November 18, 2013
On 11/18/13 2:04 PM, Walter Bright wrote:
> On 11/18/2013 1:02 PM, Jacob Carlborg wrote:
>> I really don't understand the point in having some functions thrown
>> and others
>> assert.
>
> That's a red flag that there is a faulty design somewhere, in this case
> I think it's not having a separation between input data validation and
> program bug detection.

The question is what's "program" and what's "input". Consider:

int a = fun();
std.gun(a);

There are two possible takes on this:

1. The standard library is considered part of the user's program, and the whole thing is a unit. In that case, passing the wrong int to std.gun is an PROGRAM error and 100% blame goes to the programmer who wrote the caller code. In that case, assert/assert(0)/contracts are the appropriate constructs to be used inside std.gun.

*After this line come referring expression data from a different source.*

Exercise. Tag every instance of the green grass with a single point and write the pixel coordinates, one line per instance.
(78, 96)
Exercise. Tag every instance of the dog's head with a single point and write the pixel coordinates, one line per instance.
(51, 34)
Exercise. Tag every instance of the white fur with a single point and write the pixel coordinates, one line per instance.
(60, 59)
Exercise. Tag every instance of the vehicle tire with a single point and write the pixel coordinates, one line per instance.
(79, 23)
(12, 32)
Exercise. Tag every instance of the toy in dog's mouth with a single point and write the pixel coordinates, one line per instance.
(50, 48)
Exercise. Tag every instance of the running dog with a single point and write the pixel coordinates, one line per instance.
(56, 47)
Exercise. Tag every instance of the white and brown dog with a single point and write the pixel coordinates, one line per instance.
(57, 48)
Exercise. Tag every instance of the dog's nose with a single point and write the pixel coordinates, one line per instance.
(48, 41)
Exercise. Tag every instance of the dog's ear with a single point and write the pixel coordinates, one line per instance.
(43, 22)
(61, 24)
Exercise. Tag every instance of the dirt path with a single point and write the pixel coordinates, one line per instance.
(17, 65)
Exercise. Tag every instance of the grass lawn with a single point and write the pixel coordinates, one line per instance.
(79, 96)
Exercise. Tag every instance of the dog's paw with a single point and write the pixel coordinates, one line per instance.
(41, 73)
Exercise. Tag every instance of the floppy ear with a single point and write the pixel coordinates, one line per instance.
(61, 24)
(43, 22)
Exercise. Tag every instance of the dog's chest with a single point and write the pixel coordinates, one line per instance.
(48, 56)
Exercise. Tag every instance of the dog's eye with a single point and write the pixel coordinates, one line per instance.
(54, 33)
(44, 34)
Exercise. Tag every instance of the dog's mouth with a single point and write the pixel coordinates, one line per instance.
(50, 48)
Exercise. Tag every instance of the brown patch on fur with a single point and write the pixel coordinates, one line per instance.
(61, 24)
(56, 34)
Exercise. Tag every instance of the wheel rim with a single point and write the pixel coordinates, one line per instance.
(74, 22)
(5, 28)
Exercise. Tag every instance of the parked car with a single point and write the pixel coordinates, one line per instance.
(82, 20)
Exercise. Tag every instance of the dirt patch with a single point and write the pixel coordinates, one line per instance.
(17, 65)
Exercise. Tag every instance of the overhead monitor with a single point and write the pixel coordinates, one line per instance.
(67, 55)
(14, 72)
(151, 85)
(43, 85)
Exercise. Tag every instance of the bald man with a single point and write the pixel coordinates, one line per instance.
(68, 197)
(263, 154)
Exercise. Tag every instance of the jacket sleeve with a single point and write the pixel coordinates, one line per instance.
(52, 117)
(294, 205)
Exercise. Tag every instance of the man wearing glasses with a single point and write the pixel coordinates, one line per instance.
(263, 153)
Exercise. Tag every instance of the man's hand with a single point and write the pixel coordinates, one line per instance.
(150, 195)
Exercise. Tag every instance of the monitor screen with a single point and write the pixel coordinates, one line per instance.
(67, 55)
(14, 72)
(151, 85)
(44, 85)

This is the approach taken by the C standard library, which is free to do whatever it wants (including crashing the program) upon calls such as strlen(NULL) etc.

2. The standard library is a separate entity from the PROGRAM, and as far as it cares, any data from the user is INPUT. So the standard library with SCRUB the input, in which case enforce() and throwing exceptions are appropriate.

This is the approach taken by the Windows API, Java, C#, and to a good extent the newer parts of C++'s standard library.

To claim that one approach is exactly right and the other is exactly wrong would miss important insights.


Andrei

November 18, 2013
On 11/18/2013 2:37 PM, Andrei Alexandrescu wrote:
> On 11/18/13 1:50 PM, Walter Bright wrote:
>> I believe this is solving the problem in the wrong place. The function
>> being called should not be throwing, and should be defined as not
>> throwing. See my other posts in this thread on the topic.
>
> I think a stance of unceremoniously halting the program upon passing the wrong
> parameters to a standard library function is a bit excessive.

Dang, I gotta argue this with you too? :-)

Forget the philosophical argument for the moment and let's try a pragmatic one - code that doesn't check its arguments and doesn't throw is going to inline better, run faster, and be smaller. To have a high performance language, we have to have this.

This is why we have a -release switch: so we can run with or without checking the arguments for bugs.

Input data validation is where exceptions come in. Those are relatively rare compared with processing validated data, and so separating out the slow data validation path from the validated high speed path makes pragmatic sense.

Rejecting this approach throws (!) out the whole concept of contract programming.

November 18, 2013
On 11/18/13 2:49 PM, Walter Bright wrote:
> On 11/18/2013 2:37 PM, Andrei Alexandrescu wrote:
>> On 11/18/13 1:50 PM, Walter Bright wrote:
>>> I believe this is solving the problem in the wrong place. The function
>>> being called should not be throwing, and should be defined as not
>>> throwing. See my other posts in this thread on the topic.
>>
>> I think a stance of unceremoniously halting the program upon passing
>> the wrong
>> parameters to a standard library function is a bit excessive.
>
> Dang, I gotta argue this with you too? :-)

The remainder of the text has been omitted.